Like any extreme sport, bull riding was a young man’s game. In spite of the number of times he pointed out that Adriano Moraes had ridden bulls until he was thirty-eight, Sol knew he was whistling in the dark. He was no Moraes. He never had been.
At thirty years old, he already felt like a has-been.
Maybe it was time to give it up.
Sol hated the idea of quitting because he’d been bucked off. He wanted to go out on a high note. The dangers of holding on for that, however, weren’t minor.
He’d seen too many cowboys lured back into the game by one good ride, seduced into thinking they were starting a winning streak, forgetting they’d promised themselves they’d quit. Or he could get badly injured holding on for that perfect time. He should get out now, but he knew he wouldn’t. He just flat wasn’t ready yet.
But the time was coming. He could feel it breathing down his neck.
Terry fell into the seat across from him, his beer sloshing on to the table. “Please don’t tell me you’re over here sulking about your ride.”
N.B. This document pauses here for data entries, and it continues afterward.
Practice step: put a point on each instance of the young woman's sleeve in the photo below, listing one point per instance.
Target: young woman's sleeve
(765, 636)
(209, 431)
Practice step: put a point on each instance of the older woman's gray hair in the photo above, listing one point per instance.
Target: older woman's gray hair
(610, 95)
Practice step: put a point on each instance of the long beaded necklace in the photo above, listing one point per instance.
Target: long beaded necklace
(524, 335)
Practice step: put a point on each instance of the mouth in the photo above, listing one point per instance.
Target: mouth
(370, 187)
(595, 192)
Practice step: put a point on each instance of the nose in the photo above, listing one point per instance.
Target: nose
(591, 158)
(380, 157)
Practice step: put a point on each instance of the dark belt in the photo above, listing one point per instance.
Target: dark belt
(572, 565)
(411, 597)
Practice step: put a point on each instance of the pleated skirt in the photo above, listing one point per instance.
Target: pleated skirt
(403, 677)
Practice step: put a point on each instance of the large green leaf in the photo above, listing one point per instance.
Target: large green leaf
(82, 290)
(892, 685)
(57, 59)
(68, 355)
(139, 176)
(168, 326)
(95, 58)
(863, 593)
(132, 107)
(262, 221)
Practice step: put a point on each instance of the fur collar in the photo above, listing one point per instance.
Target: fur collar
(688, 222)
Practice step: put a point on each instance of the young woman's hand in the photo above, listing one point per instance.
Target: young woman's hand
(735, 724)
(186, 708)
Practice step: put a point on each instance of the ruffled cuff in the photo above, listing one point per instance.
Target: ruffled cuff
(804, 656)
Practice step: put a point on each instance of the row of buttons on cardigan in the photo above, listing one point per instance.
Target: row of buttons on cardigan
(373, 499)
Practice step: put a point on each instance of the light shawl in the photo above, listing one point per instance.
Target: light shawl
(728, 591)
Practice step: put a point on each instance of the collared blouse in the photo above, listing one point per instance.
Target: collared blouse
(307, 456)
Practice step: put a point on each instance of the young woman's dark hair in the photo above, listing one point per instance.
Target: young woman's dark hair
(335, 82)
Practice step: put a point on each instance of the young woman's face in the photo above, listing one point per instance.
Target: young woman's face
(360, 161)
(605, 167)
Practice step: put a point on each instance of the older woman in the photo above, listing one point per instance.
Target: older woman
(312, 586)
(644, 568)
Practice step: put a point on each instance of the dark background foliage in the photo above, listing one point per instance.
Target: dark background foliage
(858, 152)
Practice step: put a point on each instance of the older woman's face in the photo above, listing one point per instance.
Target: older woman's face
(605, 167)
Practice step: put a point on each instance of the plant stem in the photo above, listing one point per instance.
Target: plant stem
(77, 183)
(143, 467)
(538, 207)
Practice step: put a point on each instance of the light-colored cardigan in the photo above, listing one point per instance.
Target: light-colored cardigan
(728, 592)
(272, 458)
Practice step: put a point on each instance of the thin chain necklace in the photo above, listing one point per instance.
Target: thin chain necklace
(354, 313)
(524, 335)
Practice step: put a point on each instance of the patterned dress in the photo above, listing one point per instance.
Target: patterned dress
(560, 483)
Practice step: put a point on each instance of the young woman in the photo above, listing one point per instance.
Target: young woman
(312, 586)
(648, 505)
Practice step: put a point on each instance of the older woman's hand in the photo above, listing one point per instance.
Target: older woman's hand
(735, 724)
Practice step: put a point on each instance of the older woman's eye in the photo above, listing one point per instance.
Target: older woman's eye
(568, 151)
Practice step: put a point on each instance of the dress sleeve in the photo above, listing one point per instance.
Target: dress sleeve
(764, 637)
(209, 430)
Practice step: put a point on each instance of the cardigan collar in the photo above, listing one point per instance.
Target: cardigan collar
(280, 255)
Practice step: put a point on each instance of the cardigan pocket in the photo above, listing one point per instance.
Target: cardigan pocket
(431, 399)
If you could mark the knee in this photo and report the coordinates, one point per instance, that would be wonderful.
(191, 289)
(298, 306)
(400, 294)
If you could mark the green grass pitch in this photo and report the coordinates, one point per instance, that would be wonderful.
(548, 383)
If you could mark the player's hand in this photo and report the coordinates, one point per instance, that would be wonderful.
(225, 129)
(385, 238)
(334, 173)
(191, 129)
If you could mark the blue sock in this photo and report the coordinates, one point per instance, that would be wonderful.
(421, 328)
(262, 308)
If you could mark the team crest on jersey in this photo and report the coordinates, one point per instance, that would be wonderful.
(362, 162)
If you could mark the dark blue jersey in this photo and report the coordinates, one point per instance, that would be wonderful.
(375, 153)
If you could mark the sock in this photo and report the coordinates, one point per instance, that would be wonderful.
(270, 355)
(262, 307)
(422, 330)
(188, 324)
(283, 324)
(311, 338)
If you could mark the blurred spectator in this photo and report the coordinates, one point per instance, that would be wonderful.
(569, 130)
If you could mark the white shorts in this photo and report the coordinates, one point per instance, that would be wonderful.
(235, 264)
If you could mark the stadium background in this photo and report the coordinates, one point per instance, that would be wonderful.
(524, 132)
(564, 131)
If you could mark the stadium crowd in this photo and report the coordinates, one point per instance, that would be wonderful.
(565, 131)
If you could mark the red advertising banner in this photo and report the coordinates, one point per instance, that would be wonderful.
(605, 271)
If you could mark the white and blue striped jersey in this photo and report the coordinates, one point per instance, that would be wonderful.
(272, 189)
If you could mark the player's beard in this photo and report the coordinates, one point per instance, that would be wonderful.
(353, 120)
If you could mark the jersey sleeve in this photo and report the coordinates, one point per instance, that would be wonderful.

“Nope. Just in a philosophical mood.”
Terry groaned. “Lord, spare me from cowboy philosophers.”
One of the waitresses Terry had been flirting with stopped at their table. “You boys ready for another?”
She wasn’t there for him, Sol knew. Not the way she smiled at Terry. He ordered another beer anyway. Terry turned sideways on his chair to watch her sashay away. Sol tipped his bottle up, finished it off, then set it to the side.
“So how’s Molly?” Sol asked.
Terry turned back to face him. “Wanting to get married.”
“Yeah, that’s what you need,” Sol said before he could stop himself. He’d met Molly a few times, and except for her decision to keep company with a rodeo cowboy, she seemed like a sensible girl. “She’ll get over it.”